Finding things
Contents
Finding things#
Computer languages of the future will be more concerned with goals and less with procedures specified by the programmer. –Marvin Minsky
Just like with indexing, there seems to be a baffling array of ways to locate items in arrays in APL. As stated in The Zen of Python:
There should be one– and preferably only one –obvious way to do it.
Aha. About that…
⎕IO ← 0
]box on
]rows on
Equality =
#
So how do you locate where an element resides in an array in APL? Well, the obvious way to do it is to exploit equality and scalar pervasion. Where is the number 2?
]DISPLAY ↑(2=data)(data ← 4 1 22 20 16 10 25 7 18 11 15 2 12 23 9 17 6 14 21 19 3 8 5 13 24)

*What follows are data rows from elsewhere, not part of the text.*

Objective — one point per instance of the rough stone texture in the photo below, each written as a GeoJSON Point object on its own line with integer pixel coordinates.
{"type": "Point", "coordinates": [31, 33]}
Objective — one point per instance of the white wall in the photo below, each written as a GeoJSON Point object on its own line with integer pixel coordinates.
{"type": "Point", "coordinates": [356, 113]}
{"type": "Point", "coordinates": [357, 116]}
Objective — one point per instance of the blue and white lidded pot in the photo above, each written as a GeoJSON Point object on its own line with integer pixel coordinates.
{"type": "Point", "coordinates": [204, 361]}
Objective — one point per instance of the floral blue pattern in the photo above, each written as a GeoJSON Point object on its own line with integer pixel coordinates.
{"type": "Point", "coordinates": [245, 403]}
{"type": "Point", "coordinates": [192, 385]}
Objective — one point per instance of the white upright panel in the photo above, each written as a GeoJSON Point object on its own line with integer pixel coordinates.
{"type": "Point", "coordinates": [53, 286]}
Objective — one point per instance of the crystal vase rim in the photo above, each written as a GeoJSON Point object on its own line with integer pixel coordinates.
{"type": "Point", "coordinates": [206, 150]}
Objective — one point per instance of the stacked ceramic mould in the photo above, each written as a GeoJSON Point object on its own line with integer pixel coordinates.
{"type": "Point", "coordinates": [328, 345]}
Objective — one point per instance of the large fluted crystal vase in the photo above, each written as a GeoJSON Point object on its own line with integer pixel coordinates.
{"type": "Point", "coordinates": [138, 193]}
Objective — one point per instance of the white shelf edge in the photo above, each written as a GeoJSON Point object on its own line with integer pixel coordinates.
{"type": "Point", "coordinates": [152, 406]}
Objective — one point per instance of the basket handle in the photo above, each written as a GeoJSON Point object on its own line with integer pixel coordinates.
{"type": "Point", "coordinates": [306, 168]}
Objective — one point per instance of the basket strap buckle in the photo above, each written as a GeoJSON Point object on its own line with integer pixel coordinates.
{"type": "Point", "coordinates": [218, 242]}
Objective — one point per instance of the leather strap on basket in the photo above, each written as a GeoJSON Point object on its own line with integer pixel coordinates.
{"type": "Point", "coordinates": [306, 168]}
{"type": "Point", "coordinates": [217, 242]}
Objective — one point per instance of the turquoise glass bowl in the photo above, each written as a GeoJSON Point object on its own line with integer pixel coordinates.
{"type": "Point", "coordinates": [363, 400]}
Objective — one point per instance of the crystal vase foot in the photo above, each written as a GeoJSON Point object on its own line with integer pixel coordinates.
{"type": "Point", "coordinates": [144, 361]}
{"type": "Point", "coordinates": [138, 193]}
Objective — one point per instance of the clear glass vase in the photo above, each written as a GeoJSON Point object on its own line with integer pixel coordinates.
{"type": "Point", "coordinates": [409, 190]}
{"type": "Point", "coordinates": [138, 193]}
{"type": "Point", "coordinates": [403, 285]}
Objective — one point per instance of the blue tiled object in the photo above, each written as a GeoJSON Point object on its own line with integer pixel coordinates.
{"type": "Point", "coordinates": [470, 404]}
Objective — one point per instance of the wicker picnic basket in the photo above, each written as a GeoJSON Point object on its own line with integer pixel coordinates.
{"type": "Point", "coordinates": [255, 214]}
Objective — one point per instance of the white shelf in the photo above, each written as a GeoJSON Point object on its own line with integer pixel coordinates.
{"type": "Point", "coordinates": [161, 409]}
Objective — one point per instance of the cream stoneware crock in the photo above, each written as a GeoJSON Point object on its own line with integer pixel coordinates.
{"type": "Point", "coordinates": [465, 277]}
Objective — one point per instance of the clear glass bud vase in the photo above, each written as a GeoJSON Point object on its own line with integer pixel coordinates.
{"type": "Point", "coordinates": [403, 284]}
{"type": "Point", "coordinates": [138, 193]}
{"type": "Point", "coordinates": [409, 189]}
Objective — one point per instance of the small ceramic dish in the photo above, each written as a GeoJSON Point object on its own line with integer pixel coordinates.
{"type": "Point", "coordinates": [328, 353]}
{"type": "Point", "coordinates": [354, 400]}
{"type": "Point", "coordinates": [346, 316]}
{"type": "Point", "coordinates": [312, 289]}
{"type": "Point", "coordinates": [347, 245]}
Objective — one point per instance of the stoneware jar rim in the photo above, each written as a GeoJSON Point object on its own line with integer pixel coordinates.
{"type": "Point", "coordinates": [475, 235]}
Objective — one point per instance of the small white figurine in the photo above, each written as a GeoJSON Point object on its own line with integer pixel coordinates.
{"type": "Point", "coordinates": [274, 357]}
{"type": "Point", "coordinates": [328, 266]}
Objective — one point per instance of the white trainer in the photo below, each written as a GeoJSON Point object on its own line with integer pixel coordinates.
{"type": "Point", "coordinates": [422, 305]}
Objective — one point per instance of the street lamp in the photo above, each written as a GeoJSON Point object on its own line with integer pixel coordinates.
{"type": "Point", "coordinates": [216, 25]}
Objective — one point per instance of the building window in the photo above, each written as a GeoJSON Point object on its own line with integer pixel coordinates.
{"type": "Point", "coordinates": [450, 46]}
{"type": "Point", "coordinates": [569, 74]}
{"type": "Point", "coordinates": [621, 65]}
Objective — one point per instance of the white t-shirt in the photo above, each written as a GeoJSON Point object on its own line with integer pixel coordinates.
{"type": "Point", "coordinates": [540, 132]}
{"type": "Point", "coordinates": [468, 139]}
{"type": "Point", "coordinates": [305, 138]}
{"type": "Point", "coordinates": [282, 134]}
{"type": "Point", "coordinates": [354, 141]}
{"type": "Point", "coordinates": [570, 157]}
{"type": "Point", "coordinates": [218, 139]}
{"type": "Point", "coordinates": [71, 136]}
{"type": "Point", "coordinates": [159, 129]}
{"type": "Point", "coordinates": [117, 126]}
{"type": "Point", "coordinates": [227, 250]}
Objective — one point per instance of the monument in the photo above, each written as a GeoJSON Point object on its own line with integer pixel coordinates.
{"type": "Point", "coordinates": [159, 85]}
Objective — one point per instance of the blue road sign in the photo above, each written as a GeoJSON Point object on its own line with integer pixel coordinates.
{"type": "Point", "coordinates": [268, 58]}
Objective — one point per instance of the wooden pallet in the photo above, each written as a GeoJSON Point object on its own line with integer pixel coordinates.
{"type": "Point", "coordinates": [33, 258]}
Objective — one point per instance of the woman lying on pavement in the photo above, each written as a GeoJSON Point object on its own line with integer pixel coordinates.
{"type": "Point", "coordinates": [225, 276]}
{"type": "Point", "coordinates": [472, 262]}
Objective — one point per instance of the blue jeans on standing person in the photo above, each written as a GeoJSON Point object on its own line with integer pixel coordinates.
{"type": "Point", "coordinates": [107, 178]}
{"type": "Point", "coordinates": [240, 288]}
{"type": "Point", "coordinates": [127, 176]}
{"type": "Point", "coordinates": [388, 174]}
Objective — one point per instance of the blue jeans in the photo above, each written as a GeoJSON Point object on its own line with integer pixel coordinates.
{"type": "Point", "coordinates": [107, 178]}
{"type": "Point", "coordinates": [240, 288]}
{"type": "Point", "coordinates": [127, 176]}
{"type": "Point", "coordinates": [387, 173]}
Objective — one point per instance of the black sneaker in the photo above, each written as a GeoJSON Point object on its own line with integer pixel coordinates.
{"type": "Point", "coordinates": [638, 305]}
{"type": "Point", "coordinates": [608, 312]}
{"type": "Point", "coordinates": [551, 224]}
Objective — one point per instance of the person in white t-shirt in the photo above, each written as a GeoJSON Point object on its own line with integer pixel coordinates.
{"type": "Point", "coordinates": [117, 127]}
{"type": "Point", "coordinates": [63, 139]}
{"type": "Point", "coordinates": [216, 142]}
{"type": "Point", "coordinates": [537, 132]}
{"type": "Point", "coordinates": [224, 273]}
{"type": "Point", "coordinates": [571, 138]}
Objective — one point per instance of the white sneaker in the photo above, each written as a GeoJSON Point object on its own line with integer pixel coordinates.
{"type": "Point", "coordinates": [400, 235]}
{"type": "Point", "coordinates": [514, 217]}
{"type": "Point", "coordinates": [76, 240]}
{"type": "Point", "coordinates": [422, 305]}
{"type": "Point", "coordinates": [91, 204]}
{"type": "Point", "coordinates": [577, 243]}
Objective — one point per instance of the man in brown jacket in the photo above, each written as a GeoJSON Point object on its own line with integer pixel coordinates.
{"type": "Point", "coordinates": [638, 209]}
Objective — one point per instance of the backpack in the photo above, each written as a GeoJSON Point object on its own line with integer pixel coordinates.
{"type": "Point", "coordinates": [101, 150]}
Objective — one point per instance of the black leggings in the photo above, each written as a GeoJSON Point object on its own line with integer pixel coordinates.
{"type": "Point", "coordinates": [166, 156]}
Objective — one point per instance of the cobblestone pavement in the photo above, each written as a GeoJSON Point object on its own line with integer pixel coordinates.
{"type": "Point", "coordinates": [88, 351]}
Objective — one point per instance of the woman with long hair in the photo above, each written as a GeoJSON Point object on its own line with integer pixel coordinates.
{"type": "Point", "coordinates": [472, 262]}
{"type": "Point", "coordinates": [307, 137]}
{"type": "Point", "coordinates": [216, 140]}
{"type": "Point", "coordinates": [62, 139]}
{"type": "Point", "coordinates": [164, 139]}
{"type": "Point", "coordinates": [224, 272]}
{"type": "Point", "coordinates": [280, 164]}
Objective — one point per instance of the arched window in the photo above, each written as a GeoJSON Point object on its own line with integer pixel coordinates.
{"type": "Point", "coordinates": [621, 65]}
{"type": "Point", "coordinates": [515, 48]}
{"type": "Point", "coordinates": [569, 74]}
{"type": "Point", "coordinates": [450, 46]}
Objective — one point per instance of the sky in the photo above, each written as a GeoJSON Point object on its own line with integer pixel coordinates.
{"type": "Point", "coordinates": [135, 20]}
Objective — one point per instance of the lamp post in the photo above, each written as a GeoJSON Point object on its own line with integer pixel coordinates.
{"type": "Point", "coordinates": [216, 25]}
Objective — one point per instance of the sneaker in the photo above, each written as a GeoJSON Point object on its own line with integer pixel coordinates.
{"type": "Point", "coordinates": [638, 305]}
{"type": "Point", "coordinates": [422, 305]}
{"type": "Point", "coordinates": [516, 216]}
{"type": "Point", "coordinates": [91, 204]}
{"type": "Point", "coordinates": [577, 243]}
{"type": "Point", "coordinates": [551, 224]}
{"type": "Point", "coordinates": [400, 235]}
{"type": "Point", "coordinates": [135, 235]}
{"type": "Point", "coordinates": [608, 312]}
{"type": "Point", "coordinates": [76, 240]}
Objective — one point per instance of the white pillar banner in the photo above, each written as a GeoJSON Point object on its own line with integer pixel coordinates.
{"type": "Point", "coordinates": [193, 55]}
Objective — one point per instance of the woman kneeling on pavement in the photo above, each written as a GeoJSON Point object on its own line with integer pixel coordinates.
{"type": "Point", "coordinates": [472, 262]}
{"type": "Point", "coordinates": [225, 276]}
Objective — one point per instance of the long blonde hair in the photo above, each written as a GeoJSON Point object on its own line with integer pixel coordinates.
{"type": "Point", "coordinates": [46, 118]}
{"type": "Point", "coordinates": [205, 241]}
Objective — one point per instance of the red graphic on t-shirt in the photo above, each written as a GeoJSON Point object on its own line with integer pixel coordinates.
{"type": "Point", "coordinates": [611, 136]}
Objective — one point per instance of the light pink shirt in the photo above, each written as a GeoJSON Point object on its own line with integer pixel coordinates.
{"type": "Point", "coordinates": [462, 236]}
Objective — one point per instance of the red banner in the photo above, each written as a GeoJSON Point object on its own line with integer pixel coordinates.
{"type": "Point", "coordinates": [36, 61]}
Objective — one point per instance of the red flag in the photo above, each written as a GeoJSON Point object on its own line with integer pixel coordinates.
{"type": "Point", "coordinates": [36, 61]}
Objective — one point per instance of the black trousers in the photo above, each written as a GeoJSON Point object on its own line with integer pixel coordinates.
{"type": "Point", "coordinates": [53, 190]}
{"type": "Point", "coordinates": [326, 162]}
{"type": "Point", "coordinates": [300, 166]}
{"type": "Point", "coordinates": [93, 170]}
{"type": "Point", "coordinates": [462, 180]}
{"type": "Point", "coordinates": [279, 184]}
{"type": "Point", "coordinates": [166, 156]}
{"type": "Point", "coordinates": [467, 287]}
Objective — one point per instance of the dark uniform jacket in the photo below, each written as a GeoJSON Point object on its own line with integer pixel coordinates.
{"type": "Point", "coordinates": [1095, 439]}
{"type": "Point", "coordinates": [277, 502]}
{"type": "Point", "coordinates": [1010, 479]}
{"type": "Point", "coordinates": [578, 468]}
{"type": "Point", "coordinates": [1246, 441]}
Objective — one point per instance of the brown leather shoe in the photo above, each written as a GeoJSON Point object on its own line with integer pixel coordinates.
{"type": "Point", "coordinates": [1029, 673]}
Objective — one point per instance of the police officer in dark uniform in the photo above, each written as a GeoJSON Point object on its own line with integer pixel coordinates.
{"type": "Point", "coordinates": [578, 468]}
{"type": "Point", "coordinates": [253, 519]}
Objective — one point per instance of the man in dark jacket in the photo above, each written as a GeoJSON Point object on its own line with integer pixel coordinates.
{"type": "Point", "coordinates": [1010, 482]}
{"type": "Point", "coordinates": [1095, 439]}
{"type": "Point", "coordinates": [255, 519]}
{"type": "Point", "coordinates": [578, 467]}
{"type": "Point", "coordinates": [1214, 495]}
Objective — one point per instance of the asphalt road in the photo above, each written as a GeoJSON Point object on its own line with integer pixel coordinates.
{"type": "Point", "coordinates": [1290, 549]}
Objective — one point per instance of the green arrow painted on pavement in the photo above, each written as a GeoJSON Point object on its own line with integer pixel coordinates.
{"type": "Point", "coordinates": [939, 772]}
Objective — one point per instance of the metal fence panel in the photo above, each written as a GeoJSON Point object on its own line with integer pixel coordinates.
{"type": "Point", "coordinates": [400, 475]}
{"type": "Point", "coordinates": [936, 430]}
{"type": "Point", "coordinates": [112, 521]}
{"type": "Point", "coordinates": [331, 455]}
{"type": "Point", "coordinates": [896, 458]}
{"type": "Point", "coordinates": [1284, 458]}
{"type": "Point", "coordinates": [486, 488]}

That’s surely sufficiently Zen in the Zen of Python sense. Hands up every item that equals 2. We can find out the actual index, too, by using Iota underbar, ⍸
, which, as you may recall from an earlier chapter, in its monadic form is appropriately enough called Where:
⍸2=data ⍝ Where is data = 2?
As we should expect by now, scalar pervasion lets scalar functions penetrate any level of nesting:
⎕ ← nested ← (1 2 (3 4 5))(4 (1 2(3 4)))
4=nested
Match ≡
#
Match we’ve already met. It is like equality but for non-scalar things. You can be forgiven to think that if you look for a particular vector in a vector-of-vectors, you should be able to use equality, but that doesn’t work:
strings ← 'aaa' 'bbb' 'ccc' 'ddd' 'ccc' 'aaa' 'ccc' 'bbb'
'ccc'=strings ⍝ LENGTH ERROR!
LENGTH ERROR
'ccc'=strings ⍝ LENGTH ERROR!
∧
Instead we need either Jot match each (∘≡¨
) or Enclose match each:
⍸'ccc'∘≡¨strings
⍸(⊂'ccc')≡¨strings
Index of A⍳B
#
Another way we can find the index of things is via Index of, dyadic ⍳
, which we have actually met before:
data⍳2
Dyadic iota finds the first index - or 1 plus the last index if not found. This has the nice feature that we can feed it an array to the right:
data⍳2 3
…which, if we want to use equality requires a bit more dexterity – but this approach would also spot multiples:
⍸∨⌿2 3 ∘.= data
What about if we crank the rank a bit?
⎕ ← mat ← 4 4⍴2 15 16 14 11 9 12 10 13 1 7 5 4 8 6 3
⎕ ← mask ← 7=mat
⍸mask
Gotta love APL.
Find ⍷
#
There is of course also a glyph that’s called Find (⍷
) which locates the start-points of subsequences:
'ana' ⍷ 'banana'
That combines nicely with ⍸
as a tacit atop to give a bit of an idiom to commit to memory:
substr ← ⍸⍷
'ana' substr 'banana'
We can use find to locate arrays-in-arrays of higher ranks, too:
]DISPLAY needle ← 2 2⍴0 1 1 0
]DISPLAY haystack ← 4 4⍴0 1 0 0 1 0 0 1 0 0 1 0 0 1 0 0
needle ⍷ haystack
The 1s represent the top-left corners of the ‘needle’ array in ‘haystack’:
and we can pick out the actual coordinates using the same idiom we used for substring
above:
needle (⍸⍷) haystack
Regular expessions#
Dyalog supports regular expressions through the most excellent PCRE engine. Dyalog’s docs on the topic can be found here, and an APL Orchard cultivation was dedicated to the topic, too. How regexes themselves work is beyond the scope of this book, but an exceptional reference that belongs on every programmer’s bookshelf is Jeffrey Friedl’s Mastering Regular Expressions.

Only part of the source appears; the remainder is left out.